Brian C. Bednar, president of Birdseye Renewable Energy, a small solar farm developer based out of Charlotte, says the project's construction would last 60 to 90 days and use 75 to 100 construction workers. The final cost of the project would be between $14 million and $15 million and would last for 20 to 30 years.
"It's a good-sized project," Bednar said. "It's a typical footprint we've been using throughout east North Carolina."
The array, which features solar photovoltaic technologies, would be built near the intersection of Bert Martin Road and Hatch's Hill Lane, a property less than a mile from Mount Olive's northwest side and owned by the First Baptist Church.
The proximity of the solar farm to Mount Olive would put the proposed project within the one-mile extraterritorial jurisdiction of the town. That means the town of Mount Olive would be able to obtain a one-time fee of $42,000 to $45,000 for the construction permit. All other taxes would go to Wayne County.

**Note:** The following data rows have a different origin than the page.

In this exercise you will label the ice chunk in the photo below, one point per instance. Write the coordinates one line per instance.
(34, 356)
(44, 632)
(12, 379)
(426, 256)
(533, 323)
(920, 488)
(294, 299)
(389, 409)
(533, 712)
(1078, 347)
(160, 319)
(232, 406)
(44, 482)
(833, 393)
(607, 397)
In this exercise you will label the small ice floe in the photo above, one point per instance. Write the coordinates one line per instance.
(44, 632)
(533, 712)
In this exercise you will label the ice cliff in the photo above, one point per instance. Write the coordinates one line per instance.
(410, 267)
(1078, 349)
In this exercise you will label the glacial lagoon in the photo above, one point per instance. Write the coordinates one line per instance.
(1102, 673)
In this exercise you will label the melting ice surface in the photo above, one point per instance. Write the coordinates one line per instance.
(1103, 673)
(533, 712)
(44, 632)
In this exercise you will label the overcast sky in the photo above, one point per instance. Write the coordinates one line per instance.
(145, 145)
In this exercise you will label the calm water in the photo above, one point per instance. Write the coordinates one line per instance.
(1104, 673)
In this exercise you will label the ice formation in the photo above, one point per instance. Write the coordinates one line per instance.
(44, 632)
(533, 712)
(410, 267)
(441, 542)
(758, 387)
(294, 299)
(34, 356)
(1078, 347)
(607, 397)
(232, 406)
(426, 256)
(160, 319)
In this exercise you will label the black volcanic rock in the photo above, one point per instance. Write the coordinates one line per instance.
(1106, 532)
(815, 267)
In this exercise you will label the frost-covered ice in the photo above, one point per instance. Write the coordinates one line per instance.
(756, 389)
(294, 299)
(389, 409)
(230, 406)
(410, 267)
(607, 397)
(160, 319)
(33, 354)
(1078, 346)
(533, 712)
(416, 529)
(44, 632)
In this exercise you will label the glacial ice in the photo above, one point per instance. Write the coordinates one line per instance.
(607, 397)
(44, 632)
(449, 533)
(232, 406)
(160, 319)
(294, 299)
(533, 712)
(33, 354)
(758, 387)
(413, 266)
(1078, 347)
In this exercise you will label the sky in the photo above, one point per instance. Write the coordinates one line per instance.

In the summer of 2012, the town included rules for solar farms in residential/agricultural (RA) zoning such as setbacks, height limitations and a six-foot-tall fence topped with barbed wire around the arrays. The property in question is zoned in RA, and since that ordinance has been passed, the property won't be required to be rezoned. The law also requires that if the solar array is abandoned, the parcel owner is responsible for removing broken or unused systems within 12 months of the end of operations.
The solar farm still needs a construction permit by the town before BRE can give the go ahead for construction.
During the Mount Olive Board of Commissioners meeting on Jan. 7, the town discussed waiving permit fees as a type of bargaining chip to get the solar farm to annex its property into Mount Olive, which would mean more tax money for the town. To do so, the town would need to not give out the permit for the solar farm before their next meeting.
"We'll probably just go with the permit fee," said Town Inspector Danny Keel.
BRE was started in 2009 by Brian C. Bednar. Based in Charlotte, the company has already developed 55 megawatts worth of solar farms across North Carolina. The company is partnered with Strata Solar, based in Chapel Hill, and MP2 Capital, based in California.
The solar farm will feature seven to eight feet-high fixed panels on arrays facing south. The setup will produce no glare or noise, Bednar said. It will also require little upkeep so no fulltime employees will be hired to maintain the arrays.
"It's a blessing and a curse," Bednar said.
BRE will be selling the electricity produced on the solar farm to Progress Energy.
No other future projects developed by BRE is being planned for the Mount Olive area, but that doesn't mean that there isn't a possibility as local officials have been helpful, Bednar said.
"(Mount Olive officials) have been very professional and very easy to work with," Bednar said.
North Carolina is the No. 10 state for the number of megawatts produced by solar farms, according to the Solar Energy Industries Association.
"North Carolina has been very supportive to date, and as a result, it has been an attractive investment in the state," Bednar said. "We continue to look for opportunities."